Les stocks d’armes existant pourraient détruire 100 fois notre monde, a renchéri le Ministre de la défense et de la sécurité nationale des Fidji, qui est revenu sur les conséquences sanitaires, dont l’explosion du nombre des cancers, des 300 essais nucléaires menés dans le Pacifique. Les « réfugiés atomiques » des Îles Bikini ne peuvent plus rentrer chez eux, après les 24 essais que les Américains ont menés dans les années 50. Ressortissant d’un pays qui a subi lui-même 500 essais sous l’ère soviétique, le Vice-Ministre kazakh des affaires étrangères a invité les États à faire comme le Kazakhstan et à s’engager pour parvenir à un monde exempt d’armes nucléaires d’ici 2045, pour le centième anniversaire de l’ONU. États nucléaires, la Chine et l’Inde ont plaidé pour une élimination « progressive et vérifiable ».
Les efforts de désarmement nucléaire allant de pair avec ceux liés à la non-prolifération, beaucoup de délégations ont espéré que la dixième Conférence d’examen du Traité sur la non-prolifération des armes nucléaires (TNP) prévue en 2020 permettra de restaurer le dialogue et la confiance. C’est possible, a estimé le Ministre des affaires étrangères de l’Autriche qui a rappelé que 122 pays ont permis l’adoption le 7 juillet 2017, du Traité d’interdiction des armes nucléaires. Avec 70 signataires et 27 ratifications, nous sommes à mi-chemin des 50 ratifications nécessaires pour son entrée en vigueur, s’est réjoui le Ministre. Cette entrée en vigueur serait le meilleur moyen de rendre hommage aux survivants et victimes d’Hiroshima et Nagasaki, a souligné la représentante de l’ONG « International Campaign to Abolish Nuclear Weapons (ICAN) », elle-même petite-fille d’une victime d’Hiroshima. Elle a pris la parole aux côtés d’une collègue de « Peace Boat ».

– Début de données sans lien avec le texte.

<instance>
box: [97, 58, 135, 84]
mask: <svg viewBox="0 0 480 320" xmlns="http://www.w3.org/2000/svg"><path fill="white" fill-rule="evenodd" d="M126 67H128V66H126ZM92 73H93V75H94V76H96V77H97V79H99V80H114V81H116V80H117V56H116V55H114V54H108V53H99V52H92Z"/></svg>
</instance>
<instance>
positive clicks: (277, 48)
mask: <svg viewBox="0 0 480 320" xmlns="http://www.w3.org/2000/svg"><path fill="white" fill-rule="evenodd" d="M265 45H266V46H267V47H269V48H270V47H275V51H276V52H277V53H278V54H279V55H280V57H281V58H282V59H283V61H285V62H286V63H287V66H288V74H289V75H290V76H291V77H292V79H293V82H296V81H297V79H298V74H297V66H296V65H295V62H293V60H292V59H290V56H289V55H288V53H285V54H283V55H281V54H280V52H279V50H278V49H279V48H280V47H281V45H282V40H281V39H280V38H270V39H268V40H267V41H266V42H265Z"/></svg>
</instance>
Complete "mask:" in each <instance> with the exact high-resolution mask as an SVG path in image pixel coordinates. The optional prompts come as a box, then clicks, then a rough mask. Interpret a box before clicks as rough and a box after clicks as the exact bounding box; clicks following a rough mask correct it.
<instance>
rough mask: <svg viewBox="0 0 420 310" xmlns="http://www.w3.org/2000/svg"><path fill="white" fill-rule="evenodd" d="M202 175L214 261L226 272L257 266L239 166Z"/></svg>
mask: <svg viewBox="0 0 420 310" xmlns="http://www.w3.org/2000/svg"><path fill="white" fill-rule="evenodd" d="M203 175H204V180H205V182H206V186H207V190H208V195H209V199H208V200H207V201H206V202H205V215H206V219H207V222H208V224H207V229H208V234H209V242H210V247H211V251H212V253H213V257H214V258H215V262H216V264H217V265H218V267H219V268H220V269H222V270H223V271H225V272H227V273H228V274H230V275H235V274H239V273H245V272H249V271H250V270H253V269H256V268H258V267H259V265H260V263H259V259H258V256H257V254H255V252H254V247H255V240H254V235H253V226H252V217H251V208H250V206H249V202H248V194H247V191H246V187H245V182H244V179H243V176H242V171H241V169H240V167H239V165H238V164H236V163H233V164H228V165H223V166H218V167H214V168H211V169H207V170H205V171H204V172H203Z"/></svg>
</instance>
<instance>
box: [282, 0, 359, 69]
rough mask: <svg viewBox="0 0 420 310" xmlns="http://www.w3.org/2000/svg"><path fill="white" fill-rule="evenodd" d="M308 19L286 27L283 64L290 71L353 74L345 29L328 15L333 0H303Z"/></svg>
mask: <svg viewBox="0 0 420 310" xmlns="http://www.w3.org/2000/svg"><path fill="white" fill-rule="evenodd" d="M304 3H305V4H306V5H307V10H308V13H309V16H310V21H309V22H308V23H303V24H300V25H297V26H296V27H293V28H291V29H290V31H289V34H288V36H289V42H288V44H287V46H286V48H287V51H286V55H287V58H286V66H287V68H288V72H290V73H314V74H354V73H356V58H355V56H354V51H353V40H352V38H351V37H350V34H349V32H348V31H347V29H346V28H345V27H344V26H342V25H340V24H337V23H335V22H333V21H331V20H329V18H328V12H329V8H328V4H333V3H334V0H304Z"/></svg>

Nous soutenons l’élimination totale de ces armes, a affirmé le Vice-Ministre des affaires internationales de l’Iran, fustigeant « la politique irresponsable » des États-Unis qui se sont retirés du Plan d’action conjoint sur le nucléaire iranien. Le Vice-Ministre n’a pas oublié d’exhorter Israël à éliminer ses armes sans condition préalable. À ce propos, le Bahreïn a, au nom du Groupe des États arabes, salué la tenue en novembre 2019 d’une conférence attendue depuis 1995 sur la création d’une zone exempte d’armes nucléaires au Moyen-Orient. Il faut aussi, a ajouté le Ministre des affaires étrangères de l’Algérie, un traité juridiquement contraignant offrant des garanties de sécurité négative aux pays qui ne possèdent pas d’armes nucléaires.